A new report by the McKinsey Global Institute (MGI) on Nigeria, has indicated that the nation could potentially become a major global economic super power in less than two decades from now. Frederick Mordi has the details.
In July, the McKinsey Global Institute (MGI), a global management consulting firm, released a report on Nigeria entitled Nigeria’s renewal: Delivering inclusive growth in Africa’s largest economy.
In the report, MGI notes that despite the internal security challenges that Nigeria is currently grappling with, the nation is making progress on the economic front. The gloomy stories that have been making the headlines in the country seem to have eclipsed this positive development.
According to the report, foreign investors are increasingly shifting their focus to Nigeria due to the investment opportunities that abound. The economy, the report adds, appears more diverse than previously thought. It predicts that with the right reforms and investments, Nigeria could, in fact, emerge as one of the 20 leading economies in the world by 2030. The report says: “We believe that Nigeria can build on the momentum of the past decade and, if all goes well, achieve 7.1% annual GDP growth through 2030. The country is well positioned to benefit from trends such as rising demand from emerging economies, growing global demand for resources, and the spread of the digital economy.
“Should Nigeria reach its full potential, annual GDP could exceed $1.6trn in 2030 and the country could be a top-20 economy.”
Nigeria’s youthful and rapidly growing population and access to markets within and outside the continent are other factors working in the country’s favour, the report found out.
The MGI report identifies five major sectors of Nigeria’s economy that hold the ace for further growth. They include trade, agriculture, infrastructure, manufacturing and oil and gas, which is the mainstay of the economy.

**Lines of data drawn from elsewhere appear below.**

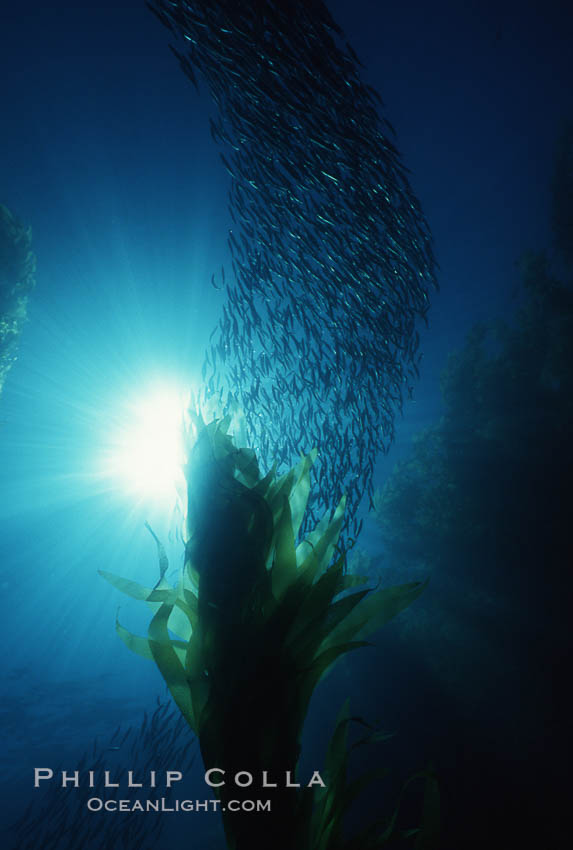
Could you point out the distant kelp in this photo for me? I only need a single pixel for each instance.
(17, 267)
(331, 253)
(253, 625)
(59, 819)
(497, 463)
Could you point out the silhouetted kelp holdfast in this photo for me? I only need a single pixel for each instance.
(242, 666)
(331, 254)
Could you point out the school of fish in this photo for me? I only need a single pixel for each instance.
(331, 254)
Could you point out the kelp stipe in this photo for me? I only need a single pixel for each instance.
(253, 625)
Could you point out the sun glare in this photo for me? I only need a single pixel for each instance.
(147, 454)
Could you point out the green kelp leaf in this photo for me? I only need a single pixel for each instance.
(130, 588)
(247, 466)
(374, 611)
(278, 492)
(135, 643)
(283, 571)
(337, 752)
(350, 580)
(355, 788)
(140, 645)
(322, 542)
(316, 603)
(161, 554)
(321, 665)
(429, 832)
(263, 486)
(169, 663)
(328, 809)
(313, 620)
(301, 491)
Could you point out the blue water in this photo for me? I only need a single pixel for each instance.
(106, 153)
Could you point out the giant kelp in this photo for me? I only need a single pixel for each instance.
(17, 267)
(252, 626)
(330, 251)
(483, 502)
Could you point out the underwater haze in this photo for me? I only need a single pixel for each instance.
(107, 154)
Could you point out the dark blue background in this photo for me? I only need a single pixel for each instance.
(106, 153)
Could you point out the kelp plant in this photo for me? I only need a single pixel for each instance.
(252, 626)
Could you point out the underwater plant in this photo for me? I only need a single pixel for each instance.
(483, 503)
(17, 267)
(253, 624)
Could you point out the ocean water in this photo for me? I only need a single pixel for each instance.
(107, 155)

Critical sectors for investment
It projects that due to the rapid expansion of the increasingly sophisticated consumer class in Nigeria, annual consumption could increase from the current $388bn to almost $1.4 trillion a year, in 2030, representing an annual increase of about 8%.
The report adds: “This would make trade the largest sector of the economy and provide a particularly good opportunity for makers of packaged foods and fast-moving consumer items such as paper goods, categories that could grow by more than 10% a year.”
The swift expansion of South African retailer, Shoprite, across several Nigerian cities, for instance, lends credence to the growth in the trade sector. Shoprite, which opened its first branch in Nigeria in Lekki, Lagos, in 2005, currently has nine outlets in the country. The company is looking to open three more outlets before the end of the year, taking advantage of the growing middle class and rising demand. It aims to eventually open 44 branches in Nigeria within the next few years.
The report also predicts that given the current reforms in agriculture, the sector, which accounts for 22% of the GDP, making it the largest in the economy, could rise to $263bn a year by 2030, up from $112bn in 2013, in terms of economic value. This could make investments in agriculture a gold mine for discerning investors.
Similarly, the report projects that total infrastructure investments in Nigeria could reach $1.5 trillion from 2014 to 2030, and would make building infrastructure not only a major contributor to GDP but also an enabler of growth across the economy.
For the rapidly growing manufacturing sector that contributed $35bn to the economy in 2013, or about 7% of GDP, the report said there is potential for further growth.
It said: “If Nigeria could match the performance of nations such as Malaysia and Thailand when their manufacturing sectors were expanding rapidly, output could reach $144bn a year in 2030.”